Count primes up to 100 → 25 primes, 75 non-primes

Factorials modulo 10^9 + 7:

25! * 75! % (10^9 + 7) = 682289015

Complexity Analysis

Measure Complexity Explanation
Time O(n * sqrt(n)) Counting primes using a sieve takes O(n log log n) ≈ O(n * sqrt(n)) and factorial computation is O(n)
Space O(n) Sieve array of size n+1 and constant extra variables

The factorial computation is linear and the sieve dominates space complexity.

Test Cases

# test cases
assert Solution().numPrimeArrangements(1) == 1  # only 1 number, valid
assert Solution().numPrimeArrangements(2) == 1  # primes=[2], prime positions=[2], only 1 valid permutation
assert Solution().numPrimeArrangements(5) == 12  # example 1
assert Solution().numPrimeArrangements(100) == 682289015  # example 2
assert Solution().numPrimeArrangements(10) == 17280  # small n with multiple primes
Test Why
n = 1 Minimal input
n = 2 Single prime, small size
n = 5 Example from problem
n = 100 Maximum constraint
n = 10 Small size, multiple primes

Edge Cases

  1. n = 1: There are no prime numbers, so the only permutation [1] is trivially valid.
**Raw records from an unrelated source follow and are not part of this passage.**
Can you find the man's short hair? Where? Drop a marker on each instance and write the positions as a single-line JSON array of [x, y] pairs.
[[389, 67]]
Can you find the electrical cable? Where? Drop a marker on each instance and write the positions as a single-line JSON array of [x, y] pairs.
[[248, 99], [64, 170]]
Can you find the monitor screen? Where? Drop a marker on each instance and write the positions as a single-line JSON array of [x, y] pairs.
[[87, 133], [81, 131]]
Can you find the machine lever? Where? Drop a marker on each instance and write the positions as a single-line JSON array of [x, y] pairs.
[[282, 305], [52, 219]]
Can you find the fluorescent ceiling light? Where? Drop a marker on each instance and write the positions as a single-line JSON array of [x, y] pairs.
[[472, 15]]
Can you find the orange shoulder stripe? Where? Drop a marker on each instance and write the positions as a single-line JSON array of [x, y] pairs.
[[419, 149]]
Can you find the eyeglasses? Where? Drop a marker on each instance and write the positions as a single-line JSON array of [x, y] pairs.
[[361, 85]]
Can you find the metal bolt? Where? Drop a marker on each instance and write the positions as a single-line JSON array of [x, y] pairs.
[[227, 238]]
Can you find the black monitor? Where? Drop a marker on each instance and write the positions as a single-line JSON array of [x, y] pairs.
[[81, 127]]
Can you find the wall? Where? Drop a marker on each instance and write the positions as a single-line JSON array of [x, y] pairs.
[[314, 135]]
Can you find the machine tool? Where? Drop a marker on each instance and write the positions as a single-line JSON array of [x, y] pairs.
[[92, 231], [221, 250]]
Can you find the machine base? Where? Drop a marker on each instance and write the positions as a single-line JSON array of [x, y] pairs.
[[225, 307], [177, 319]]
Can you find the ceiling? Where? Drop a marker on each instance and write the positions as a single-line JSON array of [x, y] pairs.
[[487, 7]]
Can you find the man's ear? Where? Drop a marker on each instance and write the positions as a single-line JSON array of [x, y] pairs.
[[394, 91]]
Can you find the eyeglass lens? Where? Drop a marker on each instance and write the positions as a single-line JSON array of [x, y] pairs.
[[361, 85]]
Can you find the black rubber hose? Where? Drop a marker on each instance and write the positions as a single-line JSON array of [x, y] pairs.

Implementation correctly handles zero primes with factorial(0) = 1.
  2. n = 2: Only one prime (2) exists, and only one prime position (index 2). This ensures factorial calculations handle prime and non-prime counts of 1 and 1 correctly.
  3. n = 100: The largest allowed input stresses the factorial and modulo arithmetic. Without modulo at each multiplication, integer overflow would occur. The algorithm correctly applies modulo to prevent overflow.

This solution generalizes for any n ≤ 100 while handling edge cases like minimal input, only one prime, or large input with many primes.